Don’t miss Orioles players, John Means & Paul Fry, as they guest host at our Brews and O’s event!

New technology will replace treasured bridge


It creaks. It clangs. It grinds. It groans.

The Weems Creek Bridge is not dying quietly. But the 1929 bridge, which begins making noise as early as 5 a.m. as it swivels to allow boats to pass, soon will be silenced as a new, state-of-the-art span takes its place.

"It's really loud," said Brian Cronyn, who can see the bridge from his backyard and hear it from every room of his white-shingled house on Weems Creek Drive just outside the city. "We hope the new one is a little quieter."

The state began advertising for bids this week for a $5 million bridge to replace the old one. Construction is expected to begin this fall on a hydraulically powered span that will silence the openings and closings.

The new bridge will share the unusual "swing span" design that has won local fame for the old Weems Creek Bridge. The span swivels, instead of lifting like a drawbridge, so that tall boats can pass. The Weems bridge is one of only three swing spans in Maryland.

Earlier this year the state offered to give away the center portion of the bridge, which connects the affluent Weems Creek community to downtown Annapolis via Ridgely Avenue. The offer is good until Oct. 1, but if no one volunteers to float the span away on a barge, the rusting structure will be demolished.

The bridge is considered a treasure in the quiet waterside communities surrounding Weems Creek, but even residents here say it is too tired and old to stand much longer.

"Why nobody's been killed on the old one, I don't know," said Robert D. McWethy, who has lived atop a hill overlooking the bridge for 14 years.

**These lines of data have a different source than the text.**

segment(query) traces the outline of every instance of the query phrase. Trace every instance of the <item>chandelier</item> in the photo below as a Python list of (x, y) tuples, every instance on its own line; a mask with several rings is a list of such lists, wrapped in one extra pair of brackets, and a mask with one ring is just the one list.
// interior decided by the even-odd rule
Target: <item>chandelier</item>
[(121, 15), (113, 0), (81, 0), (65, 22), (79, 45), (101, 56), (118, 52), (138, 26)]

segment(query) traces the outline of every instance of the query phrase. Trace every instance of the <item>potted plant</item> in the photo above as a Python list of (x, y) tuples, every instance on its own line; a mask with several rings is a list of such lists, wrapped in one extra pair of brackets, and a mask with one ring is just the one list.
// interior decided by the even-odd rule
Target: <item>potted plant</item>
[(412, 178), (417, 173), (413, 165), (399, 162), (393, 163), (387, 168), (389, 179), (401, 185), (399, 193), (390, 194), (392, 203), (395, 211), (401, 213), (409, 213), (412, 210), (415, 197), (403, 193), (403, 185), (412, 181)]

The pilings are corroding, the metal supports are rusting, the concrete is deteriorating, and the bridge seems to be listing, residents said.

Mr. McWethy, a retired Navy captain, was one of scores of residents who met with State Highway Administration officials to draft blueprints for a new bridge. He, like many other nearby residents, is enamored of the result. It is not too high and follows the lines of the existing bridge.

"It's going to be more open and graceful and flowing," said Glenn Vaughan, a bridge engineer with the State Highway Administration.

The new bridge will have fewer pilings and be slightly wider, with enough room for a sidewalk and bike lane on one side, he said. Instead of opening the bridge from a control panel on the span, the bridge master will have a control tower by the roadway, he said.

"We really needed it," said Annette "Annie" Bellington, who has opened and closed the bridge for 12 years.

She spends her days waiting for boats to pass through from about 30 slips upstream.

Ms. Bellington doesn't get dewy-eyed about the old bridge. But some of the neighbors say they will miss what the bridge represented -- a slower, sweeter way of life in the county.

And some residents say they worry whether a familiar pair of blue herons and an osprey will visit the new span, and doubt the new metal stands will attract crabs the way the old timber stands do.

Brian Cronyn's wife, Lynne, said she wonders whether the new bridge will have the same lazy way of opening.

"I think I'm going to miss the slower pace of this bridge," she said as she looked out at the bridge.

"If you took a hard, dispassionate look at it, the bridge is just a bunch of old wood, hard edges, rust and falling cement," Mr. Cronyn said. "But in your mind's eye, it still looks grand and old and special.